During their stay at Silver Glades, guests are encouraged to use the garden and footpaths through the surrounding area to explore and enjoy the local environment.
The grounds of the caravan park are set out as a garden with paths, seating, games areas and children’s playground. The garden is managed to make the most of the native plants which grow naturally in the area, whilst encouraging wildlife, increasing biodiversity and providing interest and colour throughout the seasons. The 3.5 acres of garden which make up Silver Glades Caravan Park are divided into two distinct areas, the park garden and the woodland garden.
The park garden covers about two thirds of the site and contains the ten caravans which are arranged around the edge to provide a view of the garden. Here the grass is mainly kept short and there are large islands of herbaceous and shrub planting, a young orchard, a rose garden, smaller specimen trees and native hedging. Chosen areas of grass around the edge are allowed to grow naturally so that the native wild flowers can be seen; when the clover is in flower, patches are left in the lawn to support wildlife. The park garden also contains the children’s playground and most of the outdoor games facilities. However, it is large enough to allow children to play happily without interfering with other guests’ relaxation.

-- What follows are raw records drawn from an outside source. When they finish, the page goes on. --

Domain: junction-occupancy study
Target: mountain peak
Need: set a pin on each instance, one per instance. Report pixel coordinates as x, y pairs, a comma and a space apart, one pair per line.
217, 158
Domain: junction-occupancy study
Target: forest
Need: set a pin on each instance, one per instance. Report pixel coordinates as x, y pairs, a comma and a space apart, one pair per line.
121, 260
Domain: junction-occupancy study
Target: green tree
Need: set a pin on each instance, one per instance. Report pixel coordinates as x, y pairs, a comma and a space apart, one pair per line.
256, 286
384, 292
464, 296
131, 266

The Woodland garden is kept as natural as possible, with native trees, hedging, large shrubs and occasional areas of informal planting. The trees are mostly Oak with some Ash and Horse Chestnut. There are occasional other species such as Holly, Hornbeam, Blackthorn and Hawthorn. Recently, disease-resistant Elms have been introduced and Willows have been added around the wetland. The margins are left as wildlife habitat with dense undergrowth and a dead wood hedge has been built along one boundary. There is a small clearing in the centre with a living viewing hide and a feeding station where guests can leave surplus food to encourage wildlife into view.

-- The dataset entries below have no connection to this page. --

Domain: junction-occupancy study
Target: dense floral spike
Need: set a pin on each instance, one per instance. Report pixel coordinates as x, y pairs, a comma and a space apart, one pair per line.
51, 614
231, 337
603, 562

Although the woodland garden is less manicured than the park garden, permeable paths have been introduced to enable guests to wander through the woods. The emphasis of this part of the garden is to provide an area for wildlife and the opportunity for guests to view it.
Many children love the living hide and the freedom to explore and make camps in the woodland. However, there may be tree debris, brambles, stinging nettles and other potential dangers lurking. Accordingly, the use of this area by children needs to be approved/supervised by their carers.